The software and hardware work, and the project is in operation powering low current devices (transistor radios, LED lighting etc.) day and night. Here are some observations on the circuit as it is.

  1. My intention is to migrate to a bit more power at some future time, something like 100 watt PV panel, 5Ah batteries, and charge current 2A for each battery. The hardware description explains the necessary changes.
  2. Since building the circuit I have found some high side current monitor chips like ST micro TSC101, Linear LTC6101 and Supertex HV7801, Maxim 80??. They use the same circuit technique as here - just in IC form. Using a pair of these chips would replace Q1, Q2, IC1b, IC1c and several resistors thus reducing the amount of construction. Unfortunately they are surface mount. So it looks as if a version 2 PCB is due already.
  3. Richtec provide a lot more information about coulomb counting.

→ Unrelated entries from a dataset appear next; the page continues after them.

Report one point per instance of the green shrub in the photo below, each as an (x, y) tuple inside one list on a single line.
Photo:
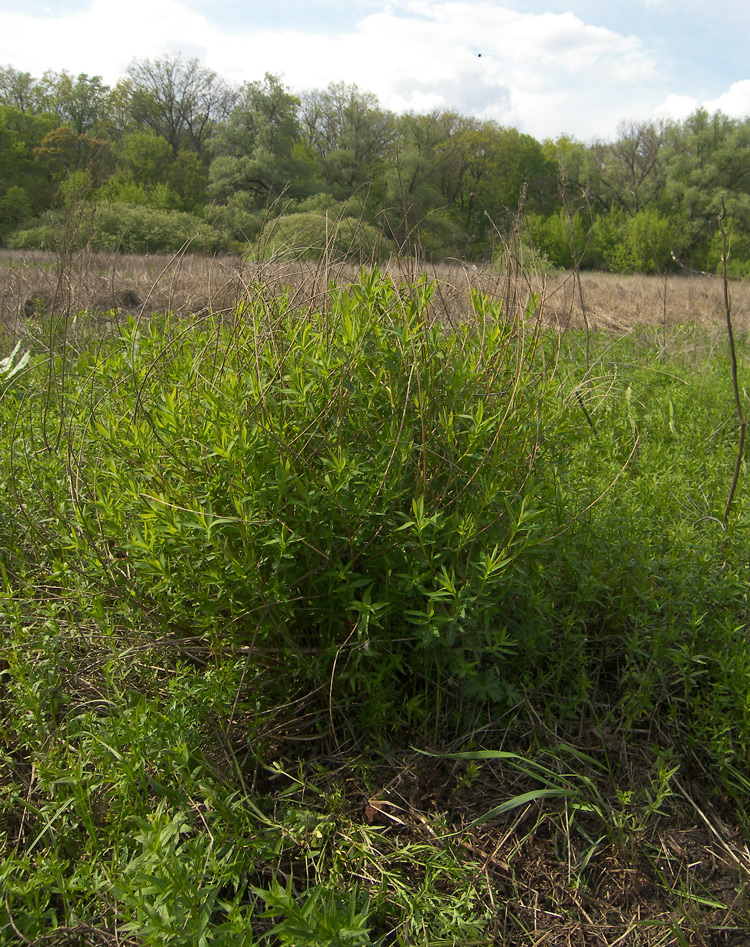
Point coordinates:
[(127, 228)]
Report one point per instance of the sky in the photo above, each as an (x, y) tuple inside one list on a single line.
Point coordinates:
[(546, 67)]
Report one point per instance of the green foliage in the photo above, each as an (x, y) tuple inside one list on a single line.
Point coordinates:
[(352, 523), (373, 501), (127, 228), (311, 234)]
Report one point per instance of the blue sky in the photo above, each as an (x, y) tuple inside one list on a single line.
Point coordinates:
[(547, 67)]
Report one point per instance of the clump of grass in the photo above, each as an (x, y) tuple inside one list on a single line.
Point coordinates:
[(337, 624)]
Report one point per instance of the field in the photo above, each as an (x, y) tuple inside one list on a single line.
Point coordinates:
[(392, 607)]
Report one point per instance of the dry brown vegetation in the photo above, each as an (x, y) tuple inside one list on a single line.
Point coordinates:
[(36, 281), (584, 869)]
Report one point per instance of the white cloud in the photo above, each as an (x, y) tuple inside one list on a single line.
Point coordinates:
[(545, 73), (677, 107), (735, 103)]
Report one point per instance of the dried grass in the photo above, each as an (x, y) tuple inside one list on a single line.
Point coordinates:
[(33, 281)]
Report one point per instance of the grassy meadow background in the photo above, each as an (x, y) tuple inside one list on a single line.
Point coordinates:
[(357, 606)]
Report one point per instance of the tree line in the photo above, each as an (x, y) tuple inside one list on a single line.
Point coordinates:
[(172, 151)]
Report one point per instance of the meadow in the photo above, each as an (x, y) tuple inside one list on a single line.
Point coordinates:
[(402, 607)]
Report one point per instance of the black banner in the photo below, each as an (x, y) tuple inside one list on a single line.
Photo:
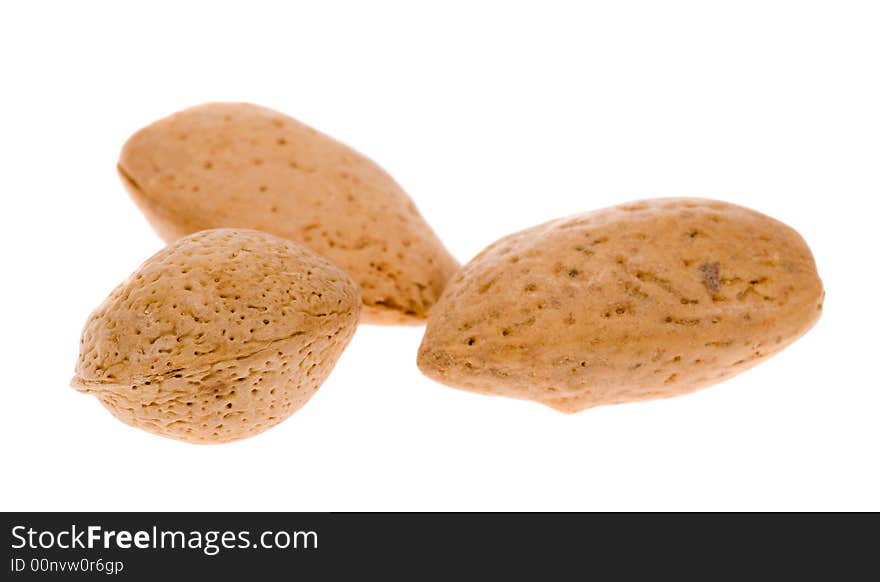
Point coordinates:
[(270, 546)]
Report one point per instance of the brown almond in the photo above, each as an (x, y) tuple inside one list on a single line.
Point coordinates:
[(220, 336), (240, 165), (645, 300)]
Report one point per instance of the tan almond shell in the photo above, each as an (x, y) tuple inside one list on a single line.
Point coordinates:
[(219, 336), (241, 165), (639, 301)]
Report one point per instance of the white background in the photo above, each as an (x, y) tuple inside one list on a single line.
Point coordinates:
[(494, 117)]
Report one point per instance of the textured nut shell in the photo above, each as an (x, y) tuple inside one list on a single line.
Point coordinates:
[(218, 337), (240, 165), (639, 301)]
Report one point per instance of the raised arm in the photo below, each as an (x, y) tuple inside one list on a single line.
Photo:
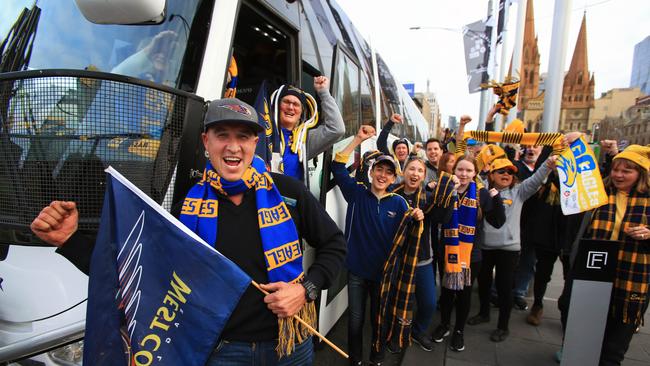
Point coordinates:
[(341, 175), (331, 126)]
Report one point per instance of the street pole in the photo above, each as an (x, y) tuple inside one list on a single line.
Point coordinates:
[(518, 49), (500, 121), (485, 93), (555, 81)]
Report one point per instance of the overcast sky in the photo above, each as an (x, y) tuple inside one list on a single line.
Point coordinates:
[(613, 28)]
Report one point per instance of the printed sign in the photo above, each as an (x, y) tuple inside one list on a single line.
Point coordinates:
[(581, 186)]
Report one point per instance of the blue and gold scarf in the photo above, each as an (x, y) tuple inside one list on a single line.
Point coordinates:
[(459, 240), (280, 241)]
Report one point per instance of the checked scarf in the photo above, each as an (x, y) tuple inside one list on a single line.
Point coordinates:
[(459, 240), (397, 285), (280, 240), (630, 292)]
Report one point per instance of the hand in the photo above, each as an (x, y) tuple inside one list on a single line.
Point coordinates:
[(417, 214), (640, 232), (365, 132), (571, 136), (321, 83), (456, 182), (610, 146), (285, 299), (56, 223), (550, 162)]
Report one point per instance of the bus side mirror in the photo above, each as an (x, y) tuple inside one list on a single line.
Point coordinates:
[(122, 11)]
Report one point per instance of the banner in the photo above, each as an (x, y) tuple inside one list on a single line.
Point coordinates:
[(157, 293), (581, 186), (477, 53)]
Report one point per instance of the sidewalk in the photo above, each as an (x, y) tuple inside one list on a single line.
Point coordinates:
[(527, 345)]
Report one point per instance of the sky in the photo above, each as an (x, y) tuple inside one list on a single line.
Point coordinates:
[(436, 54)]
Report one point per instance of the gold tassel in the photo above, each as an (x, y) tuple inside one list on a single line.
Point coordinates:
[(291, 332)]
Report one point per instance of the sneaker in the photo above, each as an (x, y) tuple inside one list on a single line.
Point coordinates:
[(457, 341), (393, 347), (478, 319), (440, 333), (422, 341), (535, 316), (520, 303), (499, 335)]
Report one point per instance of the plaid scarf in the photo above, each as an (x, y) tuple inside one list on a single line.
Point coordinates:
[(398, 284), (533, 138), (630, 293), (459, 240), (280, 240)]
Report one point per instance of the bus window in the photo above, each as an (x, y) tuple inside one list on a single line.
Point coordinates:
[(263, 49)]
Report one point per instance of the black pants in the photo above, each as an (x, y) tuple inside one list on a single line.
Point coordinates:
[(463, 301), (505, 262), (544, 269)]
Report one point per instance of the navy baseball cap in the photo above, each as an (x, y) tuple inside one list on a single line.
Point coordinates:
[(231, 110)]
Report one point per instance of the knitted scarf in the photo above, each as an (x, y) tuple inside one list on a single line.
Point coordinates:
[(293, 156), (398, 284), (630, 292), (459, 239), (532, 138), (280, 241)]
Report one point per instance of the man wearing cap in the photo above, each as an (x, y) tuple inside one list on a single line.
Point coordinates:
[(401, 147), (295, 116), (372, 219), (238, 181)]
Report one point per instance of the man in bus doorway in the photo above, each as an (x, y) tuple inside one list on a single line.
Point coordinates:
[(259, 323)]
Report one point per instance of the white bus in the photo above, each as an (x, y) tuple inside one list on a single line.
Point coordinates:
[(77, 96)]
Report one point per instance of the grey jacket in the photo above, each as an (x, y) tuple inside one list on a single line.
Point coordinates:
[(508, 236)]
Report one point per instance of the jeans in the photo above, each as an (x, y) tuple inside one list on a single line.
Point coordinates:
[(229, 353), (425, 296), (505, 262), (359, 289), (525, 270)]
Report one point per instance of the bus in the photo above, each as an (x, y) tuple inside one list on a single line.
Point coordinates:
[(87, 84)]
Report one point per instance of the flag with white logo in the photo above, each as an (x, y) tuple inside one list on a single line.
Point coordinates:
[(158, 294)]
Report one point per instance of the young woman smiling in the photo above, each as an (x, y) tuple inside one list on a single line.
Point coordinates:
[(490, 207)]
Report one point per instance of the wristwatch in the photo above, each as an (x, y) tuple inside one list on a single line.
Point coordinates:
[(311, 291)]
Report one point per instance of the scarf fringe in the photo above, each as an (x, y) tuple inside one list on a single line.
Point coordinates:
[(291, 332)]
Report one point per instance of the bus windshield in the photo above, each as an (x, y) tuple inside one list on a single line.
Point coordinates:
[(55, 35)]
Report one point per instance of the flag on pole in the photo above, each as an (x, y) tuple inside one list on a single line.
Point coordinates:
[(477, 37), (581, 186), (157, 293)]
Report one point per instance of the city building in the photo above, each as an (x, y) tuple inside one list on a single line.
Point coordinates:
[(641, 66)]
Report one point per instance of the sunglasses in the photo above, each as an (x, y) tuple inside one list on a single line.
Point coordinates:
[(505, 171)]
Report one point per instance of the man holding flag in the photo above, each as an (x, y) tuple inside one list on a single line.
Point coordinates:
[(235, 195)]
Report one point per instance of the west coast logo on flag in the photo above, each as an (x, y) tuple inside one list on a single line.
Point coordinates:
[(581, 186), (158, 294)]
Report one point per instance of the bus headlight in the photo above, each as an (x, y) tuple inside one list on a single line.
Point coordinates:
[(68, 355)]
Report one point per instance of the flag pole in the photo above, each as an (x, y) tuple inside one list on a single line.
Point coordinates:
[(311, 329)]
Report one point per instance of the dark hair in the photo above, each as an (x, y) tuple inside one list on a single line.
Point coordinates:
[(433, 139), (442, 164)]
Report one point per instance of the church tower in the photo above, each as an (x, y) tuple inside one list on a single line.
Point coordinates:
[(529, 73), (578, 90)]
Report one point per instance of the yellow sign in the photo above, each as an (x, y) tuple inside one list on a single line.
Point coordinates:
[(581, 186)]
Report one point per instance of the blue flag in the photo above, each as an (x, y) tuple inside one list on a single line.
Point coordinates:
[(157, 293)]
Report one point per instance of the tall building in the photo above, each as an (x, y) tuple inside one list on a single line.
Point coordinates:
[(578, 89), (641, 66)]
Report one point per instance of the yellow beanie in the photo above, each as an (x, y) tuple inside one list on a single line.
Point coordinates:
[(637, 154)]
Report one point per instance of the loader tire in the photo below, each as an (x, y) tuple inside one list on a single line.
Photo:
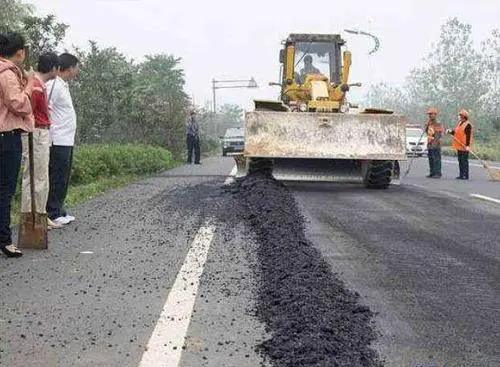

  4. Cell type 03Li gives a float voltatge of 12.6V and is intended for giving a full charge just like operation of the TP4056 - but for 3 cell batteries.
  5. User type 44 (44UT) is intended for on-load charge operation. The battery constantly cycles between float (12.0V) and recharge threshold (11.4V) which according to web sites gives longer battery life as it is never stressed by charging to 12.6V.
  6. During charge, the PV provides current to charger and load.
  7. During EOC state, the battery provides current to the load, and the PV provides nothing. This is a consequence of the algorithm, a continuous trickle charge is not allowed.
  8. If the system is well designed and the load is predominantly at night (i.e. lighting), observation 7 is not a problem. The batteries will charge in day time and reach EOC by evening. The loads come on at night when there is no sunlight in any case and discharge the batteries down to recharge threshold for charging to start the next day.
  9. If the load is continuous (24 hour), the controller enters standby on EOC and the load may discharge the batteries in daytime. When the batteries discharge down to recharge voltage, the charger switches back on, starts recharging and PV provides power to load. This may happen repeatedly so at the end of day, the battery will be above Vrch, but may not be fully charged.
  10. If the load is predominantly on during the day (cooling, water pump) then why use a battery at all? Just connect PV directly to load. Or another suggestion would be to fit a bypass FET across charger to power the load directly from the PV while the battery is charged off-line (like a backup system). This is added complexity so not considered here.
  11. Or a simple solution to 7 would be to constantly trickle charge at a lower float voltage, in the same way that lead-acid chargers work. But is this allowed for Lithium?

I may continue developing the project, or maybe somebody else would like to do so. Otherwise the project is ready for others to build. Let me know if you spot any mistakes, wish to suggest improvements, and let me know about your success if you build it.